One month into a new presidency. He’s checking things off his list he promised to do. One yet to be done has to do with major tax reform.
There’s not enough room in a small column like this to go over all Donald Trump’s proposals, but here are a few that will impact most Americans which seem to have a high likelihood of getting passed through Congress.
Corporate taxes will go down! Currently the top rate is 35 percent, which is so much higher than almost the entire rest of the world we’re experiencing companies repatriating to other countries to escape this burden. The Donald wants to drop it by more than half to 15 percent. Congress will probably settle somewhere in the low 20s, though.

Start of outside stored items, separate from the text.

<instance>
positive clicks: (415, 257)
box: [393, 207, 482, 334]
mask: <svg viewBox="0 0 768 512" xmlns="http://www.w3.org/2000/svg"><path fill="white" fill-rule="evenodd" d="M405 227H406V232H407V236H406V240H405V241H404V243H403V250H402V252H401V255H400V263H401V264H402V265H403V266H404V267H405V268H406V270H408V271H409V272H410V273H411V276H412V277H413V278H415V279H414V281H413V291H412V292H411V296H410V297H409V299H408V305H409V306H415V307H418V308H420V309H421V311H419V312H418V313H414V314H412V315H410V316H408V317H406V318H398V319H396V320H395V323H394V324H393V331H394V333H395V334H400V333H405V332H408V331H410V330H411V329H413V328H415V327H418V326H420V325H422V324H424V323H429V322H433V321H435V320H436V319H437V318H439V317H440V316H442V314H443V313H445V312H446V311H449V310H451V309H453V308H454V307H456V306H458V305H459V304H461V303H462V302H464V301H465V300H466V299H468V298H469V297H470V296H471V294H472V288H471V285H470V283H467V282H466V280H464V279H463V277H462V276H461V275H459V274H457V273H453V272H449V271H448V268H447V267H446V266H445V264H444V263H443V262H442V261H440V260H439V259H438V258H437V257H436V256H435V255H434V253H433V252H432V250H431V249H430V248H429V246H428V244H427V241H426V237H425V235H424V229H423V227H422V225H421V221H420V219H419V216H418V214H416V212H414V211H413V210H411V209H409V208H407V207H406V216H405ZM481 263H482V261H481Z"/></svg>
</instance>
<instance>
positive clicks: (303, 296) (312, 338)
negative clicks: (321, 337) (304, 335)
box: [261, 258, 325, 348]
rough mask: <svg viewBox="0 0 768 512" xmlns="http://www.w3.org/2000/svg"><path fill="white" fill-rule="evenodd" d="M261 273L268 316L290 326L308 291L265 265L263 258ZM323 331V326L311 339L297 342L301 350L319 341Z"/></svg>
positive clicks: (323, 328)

One of Trump’s proposals that might happen is to tax all businesses, regardless of entity type at the same rates. As an example, that means a self-employed business owner reporting on Schedule C of their personal tax return will see their business earnings taxed using the same lower rates. Probably like what is currently done with Capital Gains and Qualified Dividends (a separate tax computation worksheet).
One-time 10 percent tax on repatriated corporate earnings from overseas. The purpose is to get large corporations who have large stashes of cash offshore to bring it back into the U.S. and invest it in U.S. job growth. Some estimates are 2-3 trillion dollars would come back into the U.S. if this were enacted. Do we hear money to build the wall? (10 percent of 3 trillion dollars is $300 billion)!
Expensing all new manufacturing investment rather than capitalizing the costs. Currently, when a company expands a plant, it usually has to write that off over many years. The president is proposing to allow writing off 100 percent of new investments into expanding operations in the U.S. for manufactures all in one year. This defers tax a bit, but over the long haul, the U.S. government would get the same tax, and probably more if those investments increase business profits. (Downside would be the elimination of the Section 199 manufacturing deduction and all other business credits except research credit).
Individuals would see some major beneficial changes as well. Simplify the tax rate structure down to just three rates (12 percent, 25 percent, and 33 percent). The Standard Deductions would jump up to $15,000 for singles and double that to $30,000 for married folks. Alternative Minimum Tax (a disaster that doesn’t do what it was designed to do) is on the chopping block. So is the Obamacare Net Investment Income Tax. An increase in Earned Income Tax Credit, and providing an above-the-line deduction for dependent care expenses is also highly likely.
Did you hear? Proverbs 22:11: “He who loves purity of heart and has grace on his lips, the king will be his friend.”